Biofeedback Information & Frequently Asked Questions
What is Biofeedback?
The definition of biofeedback as adopted by Biofeedback Certification International Alliance (BCIA) and The Association for Applied Psychophysiology and Biofeedback, Inc. (AAPB) is:
“Biofeedback is a process that enables an individual to learn how to change physiological activity for the purpose of improving health and performance. Precise instruments measure physiological activity such as brainwaves, heart function, breathing, muscle activity, and skin temperature. These instruments rapidly and accurately ‘feed back’ information to the user. The presentation of this information – often in conjunction with changes in thinking, emotions, and behavior – supports desired physiological changes. Over time, these changes can endure without continued use of the instrument.”
The American Psychological Association (APA) approved biofeedback as a treatment proficiency in 2019.
How does biofeedback work?
Biofeedback is a training method that can help you become more aware of the effects of stress and tension on your body. It allows you to consciously change and control your body’s biological functions which are normally involuntary. When you are able to see your body’s vital processes (breathing, heart rate, temperature) on a computer, it helps you to override your automatic reactivity and learn to intentionally relax. Much of this can be accomplished through slow-paced diaphragmatic breathing, which helps to create a balance between our parasympathetic nervous system (which is responsible for relaxation and digestion) and sympathetic nervous system (which is responsible for the stress or “flight or fight” response). Benefits of slow-paced diaphragmatic breathing include:
- Mind/body balance
- Boost immune system response
- Increases alertness
- Promotes relaxation
- Trains the autonomic nervous system to be less impacted by mental or physical stress
- Decreases symptoms associated with depression, anxiety, panic disorder, post-traumatic stress disorder, ADHD, and insomnia
- Strengthens the “rest and digest” system, reduces overactive “fight or flight” response
- Indirectly controls heart rate
- Reduces muscle tension
- Lowers blood pressure
How is biofeedback useful?
Our bodies are constantly trying to maintain a certain level of homeostasis.
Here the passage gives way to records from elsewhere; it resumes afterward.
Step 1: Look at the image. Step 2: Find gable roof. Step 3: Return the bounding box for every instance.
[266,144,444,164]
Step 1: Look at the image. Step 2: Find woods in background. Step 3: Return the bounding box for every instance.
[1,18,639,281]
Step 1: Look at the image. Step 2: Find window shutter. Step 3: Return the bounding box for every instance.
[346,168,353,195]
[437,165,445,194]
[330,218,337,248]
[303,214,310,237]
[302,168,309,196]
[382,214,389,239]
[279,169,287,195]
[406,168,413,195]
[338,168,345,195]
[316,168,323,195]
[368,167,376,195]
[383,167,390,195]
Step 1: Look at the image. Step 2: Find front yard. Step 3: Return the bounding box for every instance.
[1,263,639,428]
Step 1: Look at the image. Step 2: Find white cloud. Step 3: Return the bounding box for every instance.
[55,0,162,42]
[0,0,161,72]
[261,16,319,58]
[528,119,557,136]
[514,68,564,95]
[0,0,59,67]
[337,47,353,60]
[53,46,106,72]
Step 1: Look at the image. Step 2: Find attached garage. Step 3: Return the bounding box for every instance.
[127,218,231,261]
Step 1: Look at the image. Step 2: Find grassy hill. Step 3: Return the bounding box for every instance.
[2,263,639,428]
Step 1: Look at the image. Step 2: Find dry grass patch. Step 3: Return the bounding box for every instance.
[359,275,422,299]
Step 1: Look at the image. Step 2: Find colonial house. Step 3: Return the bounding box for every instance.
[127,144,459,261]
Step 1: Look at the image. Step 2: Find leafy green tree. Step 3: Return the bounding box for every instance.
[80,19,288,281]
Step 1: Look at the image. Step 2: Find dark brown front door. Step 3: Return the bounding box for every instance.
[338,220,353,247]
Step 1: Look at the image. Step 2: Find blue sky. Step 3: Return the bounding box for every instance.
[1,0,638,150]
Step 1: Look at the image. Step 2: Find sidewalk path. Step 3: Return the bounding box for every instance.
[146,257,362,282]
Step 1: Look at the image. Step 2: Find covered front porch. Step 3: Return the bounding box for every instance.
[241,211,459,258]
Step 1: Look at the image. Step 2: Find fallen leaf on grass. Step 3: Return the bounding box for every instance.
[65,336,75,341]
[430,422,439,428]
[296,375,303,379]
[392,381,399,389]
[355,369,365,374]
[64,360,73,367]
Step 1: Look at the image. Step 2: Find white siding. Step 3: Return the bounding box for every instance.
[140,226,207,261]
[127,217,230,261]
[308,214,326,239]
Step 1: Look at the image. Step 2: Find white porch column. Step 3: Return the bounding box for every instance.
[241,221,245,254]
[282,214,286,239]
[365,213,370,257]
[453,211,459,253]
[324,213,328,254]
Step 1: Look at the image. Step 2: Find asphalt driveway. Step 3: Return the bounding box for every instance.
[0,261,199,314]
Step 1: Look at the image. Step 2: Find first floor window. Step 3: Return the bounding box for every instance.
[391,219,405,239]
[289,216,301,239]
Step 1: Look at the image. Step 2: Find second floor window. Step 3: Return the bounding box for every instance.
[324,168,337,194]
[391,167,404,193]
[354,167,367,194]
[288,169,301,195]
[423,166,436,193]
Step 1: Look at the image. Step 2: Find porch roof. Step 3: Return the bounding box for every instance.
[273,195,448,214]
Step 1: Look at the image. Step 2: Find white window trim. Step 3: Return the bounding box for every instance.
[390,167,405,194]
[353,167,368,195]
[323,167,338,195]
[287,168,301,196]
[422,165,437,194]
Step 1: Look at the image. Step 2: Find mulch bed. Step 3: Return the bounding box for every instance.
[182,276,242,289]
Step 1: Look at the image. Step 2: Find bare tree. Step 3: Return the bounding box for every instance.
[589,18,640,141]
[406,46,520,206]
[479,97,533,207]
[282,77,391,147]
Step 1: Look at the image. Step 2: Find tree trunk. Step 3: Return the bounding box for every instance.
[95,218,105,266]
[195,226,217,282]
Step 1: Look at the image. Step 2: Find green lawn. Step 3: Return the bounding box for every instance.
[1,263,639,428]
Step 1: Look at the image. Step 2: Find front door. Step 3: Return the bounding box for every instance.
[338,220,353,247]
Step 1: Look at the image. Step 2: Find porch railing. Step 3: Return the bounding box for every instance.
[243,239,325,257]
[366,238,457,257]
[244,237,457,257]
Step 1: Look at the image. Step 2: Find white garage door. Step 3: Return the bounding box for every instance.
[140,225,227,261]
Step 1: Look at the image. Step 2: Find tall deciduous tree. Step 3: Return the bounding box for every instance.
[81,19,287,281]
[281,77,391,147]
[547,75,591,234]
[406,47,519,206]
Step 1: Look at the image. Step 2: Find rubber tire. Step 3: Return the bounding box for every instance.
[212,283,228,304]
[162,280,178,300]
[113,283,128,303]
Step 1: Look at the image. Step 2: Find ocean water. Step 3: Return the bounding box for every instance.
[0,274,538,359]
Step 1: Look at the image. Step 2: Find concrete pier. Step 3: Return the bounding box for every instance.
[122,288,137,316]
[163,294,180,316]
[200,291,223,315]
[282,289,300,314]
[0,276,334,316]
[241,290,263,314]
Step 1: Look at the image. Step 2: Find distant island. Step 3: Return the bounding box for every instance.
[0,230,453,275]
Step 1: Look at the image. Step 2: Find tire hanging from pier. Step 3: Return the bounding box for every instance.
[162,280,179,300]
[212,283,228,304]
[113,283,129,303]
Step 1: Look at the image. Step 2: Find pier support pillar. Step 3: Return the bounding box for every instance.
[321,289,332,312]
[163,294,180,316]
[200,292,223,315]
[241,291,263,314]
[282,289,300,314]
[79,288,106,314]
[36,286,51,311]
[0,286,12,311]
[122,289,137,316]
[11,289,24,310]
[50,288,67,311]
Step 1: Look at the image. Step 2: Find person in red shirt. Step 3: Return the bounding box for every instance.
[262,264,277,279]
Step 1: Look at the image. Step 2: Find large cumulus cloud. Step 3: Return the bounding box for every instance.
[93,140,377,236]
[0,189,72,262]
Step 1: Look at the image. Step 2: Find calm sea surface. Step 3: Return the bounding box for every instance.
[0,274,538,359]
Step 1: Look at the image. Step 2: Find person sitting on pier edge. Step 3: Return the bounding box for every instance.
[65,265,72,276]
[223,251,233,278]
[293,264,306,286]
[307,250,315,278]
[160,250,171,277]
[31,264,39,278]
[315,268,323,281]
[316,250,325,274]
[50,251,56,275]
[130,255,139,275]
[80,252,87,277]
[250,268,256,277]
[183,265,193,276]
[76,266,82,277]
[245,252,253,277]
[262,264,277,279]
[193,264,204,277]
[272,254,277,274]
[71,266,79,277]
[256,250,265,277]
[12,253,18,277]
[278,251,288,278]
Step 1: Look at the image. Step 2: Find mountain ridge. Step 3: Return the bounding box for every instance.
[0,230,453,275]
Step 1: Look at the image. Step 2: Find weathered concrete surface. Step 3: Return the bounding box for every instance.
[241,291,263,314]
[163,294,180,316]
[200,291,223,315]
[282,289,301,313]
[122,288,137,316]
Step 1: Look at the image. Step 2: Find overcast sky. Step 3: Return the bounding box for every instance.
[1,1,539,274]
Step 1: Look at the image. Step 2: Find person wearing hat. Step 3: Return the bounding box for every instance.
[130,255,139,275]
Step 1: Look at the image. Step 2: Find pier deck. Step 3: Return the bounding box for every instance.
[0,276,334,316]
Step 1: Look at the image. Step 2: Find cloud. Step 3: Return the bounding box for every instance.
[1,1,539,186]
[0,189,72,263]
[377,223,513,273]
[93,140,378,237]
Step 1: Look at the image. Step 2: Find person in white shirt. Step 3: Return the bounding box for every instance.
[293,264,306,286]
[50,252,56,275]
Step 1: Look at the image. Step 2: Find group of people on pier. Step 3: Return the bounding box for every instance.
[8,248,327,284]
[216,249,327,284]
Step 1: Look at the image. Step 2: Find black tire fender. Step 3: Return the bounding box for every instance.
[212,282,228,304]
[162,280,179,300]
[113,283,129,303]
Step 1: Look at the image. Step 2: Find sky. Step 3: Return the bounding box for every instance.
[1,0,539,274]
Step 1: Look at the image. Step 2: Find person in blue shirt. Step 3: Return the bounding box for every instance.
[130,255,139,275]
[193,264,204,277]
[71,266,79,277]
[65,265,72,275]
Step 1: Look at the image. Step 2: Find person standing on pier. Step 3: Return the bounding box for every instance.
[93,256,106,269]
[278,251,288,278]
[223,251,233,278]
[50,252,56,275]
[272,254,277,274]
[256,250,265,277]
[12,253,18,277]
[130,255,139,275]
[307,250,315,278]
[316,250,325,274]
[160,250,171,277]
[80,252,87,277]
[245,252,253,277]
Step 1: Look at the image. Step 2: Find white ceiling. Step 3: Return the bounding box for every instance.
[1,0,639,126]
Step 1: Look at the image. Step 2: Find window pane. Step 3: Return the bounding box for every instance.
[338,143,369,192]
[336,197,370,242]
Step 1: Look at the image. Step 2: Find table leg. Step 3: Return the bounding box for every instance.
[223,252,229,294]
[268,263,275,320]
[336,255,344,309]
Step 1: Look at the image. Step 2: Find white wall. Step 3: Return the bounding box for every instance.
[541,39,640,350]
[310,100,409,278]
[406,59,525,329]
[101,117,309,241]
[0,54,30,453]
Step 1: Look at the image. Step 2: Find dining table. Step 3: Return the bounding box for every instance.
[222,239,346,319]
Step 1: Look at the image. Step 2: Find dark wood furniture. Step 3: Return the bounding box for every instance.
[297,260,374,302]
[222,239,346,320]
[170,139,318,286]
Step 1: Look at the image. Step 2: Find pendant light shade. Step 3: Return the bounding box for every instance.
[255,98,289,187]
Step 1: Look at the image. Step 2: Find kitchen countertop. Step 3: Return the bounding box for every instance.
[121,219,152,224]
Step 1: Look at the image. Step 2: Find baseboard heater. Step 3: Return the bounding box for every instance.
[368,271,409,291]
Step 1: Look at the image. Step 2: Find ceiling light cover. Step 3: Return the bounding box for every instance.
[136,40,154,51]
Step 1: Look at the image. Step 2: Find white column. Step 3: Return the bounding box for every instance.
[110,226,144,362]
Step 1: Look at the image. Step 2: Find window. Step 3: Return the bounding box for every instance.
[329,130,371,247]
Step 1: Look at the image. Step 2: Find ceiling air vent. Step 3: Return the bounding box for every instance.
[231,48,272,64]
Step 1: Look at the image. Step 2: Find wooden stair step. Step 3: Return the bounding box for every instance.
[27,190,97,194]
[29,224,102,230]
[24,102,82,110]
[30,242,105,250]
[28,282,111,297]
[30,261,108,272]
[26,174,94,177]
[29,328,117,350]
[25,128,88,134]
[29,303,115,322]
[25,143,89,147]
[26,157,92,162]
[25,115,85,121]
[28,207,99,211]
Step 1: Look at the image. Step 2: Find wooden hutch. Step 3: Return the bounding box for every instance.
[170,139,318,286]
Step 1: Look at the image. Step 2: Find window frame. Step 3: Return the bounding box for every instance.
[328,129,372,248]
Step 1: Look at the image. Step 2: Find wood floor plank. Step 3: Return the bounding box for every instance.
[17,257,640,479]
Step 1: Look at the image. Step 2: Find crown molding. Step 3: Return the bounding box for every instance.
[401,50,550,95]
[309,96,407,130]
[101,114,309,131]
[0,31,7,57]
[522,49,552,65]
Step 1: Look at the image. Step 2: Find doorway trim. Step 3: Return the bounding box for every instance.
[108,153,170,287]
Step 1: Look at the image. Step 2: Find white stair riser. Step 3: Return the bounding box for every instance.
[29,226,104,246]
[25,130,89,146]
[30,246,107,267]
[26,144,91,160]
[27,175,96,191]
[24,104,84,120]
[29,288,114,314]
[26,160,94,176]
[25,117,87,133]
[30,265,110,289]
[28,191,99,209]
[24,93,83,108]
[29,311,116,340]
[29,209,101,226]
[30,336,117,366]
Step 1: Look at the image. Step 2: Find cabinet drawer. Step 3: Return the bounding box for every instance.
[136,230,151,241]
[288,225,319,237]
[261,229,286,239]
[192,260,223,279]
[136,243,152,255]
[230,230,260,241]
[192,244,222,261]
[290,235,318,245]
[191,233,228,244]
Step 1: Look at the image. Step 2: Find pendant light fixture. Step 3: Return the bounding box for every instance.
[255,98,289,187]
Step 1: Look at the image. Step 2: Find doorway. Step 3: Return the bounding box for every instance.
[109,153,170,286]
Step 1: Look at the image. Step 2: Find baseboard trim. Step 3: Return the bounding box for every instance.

Biofeedback is used for problems that are caused or made worse by physical or mental stress. When mental and physical tension interact, this can create or maintain symptoms over time. Biofeedback can be used in combination with psychotherapy to aid in the treatment of mental health disorders or as a stand-alone, bio-medical service that does not include standard talk-therapy elements. Conditions managed with biofeedback training include:
- Chronic pain
- Tension headache and migraine
- Muscle tension
- Hypertension/high blood pressure
- Raynaud’s Syndrome
- Irritable bowel syndrome (IBS)
What can I expect from a biofeedback session?
During a biofeedback session, the therapist determines a specific treatment plan according to your presenting issue and predominant symptoms. The therapist places electrodes, which are noninvasive and painless, on different parts of your body. These sensors measure and continuously monitor your physiological state, such as heart rate, breathing pace, muscle tension, and skin temperature. This information is then relayed back to you on a computer screen so you can observe how your physiological state changes in various conditions. It is through this feedback that you can learn to control physiological reactions by changing your emotions, thoughts, and behavior. Through consistent practice, these changes can last without the aid of biofeedback equipment. Because biofeedback is a self-management tool, how well and quickly it works is up to you. A typical biofeedback session lasts 45-50 minutes. The number of sessions will be determined by you and your therapist and the condition for which you are seeking treatment.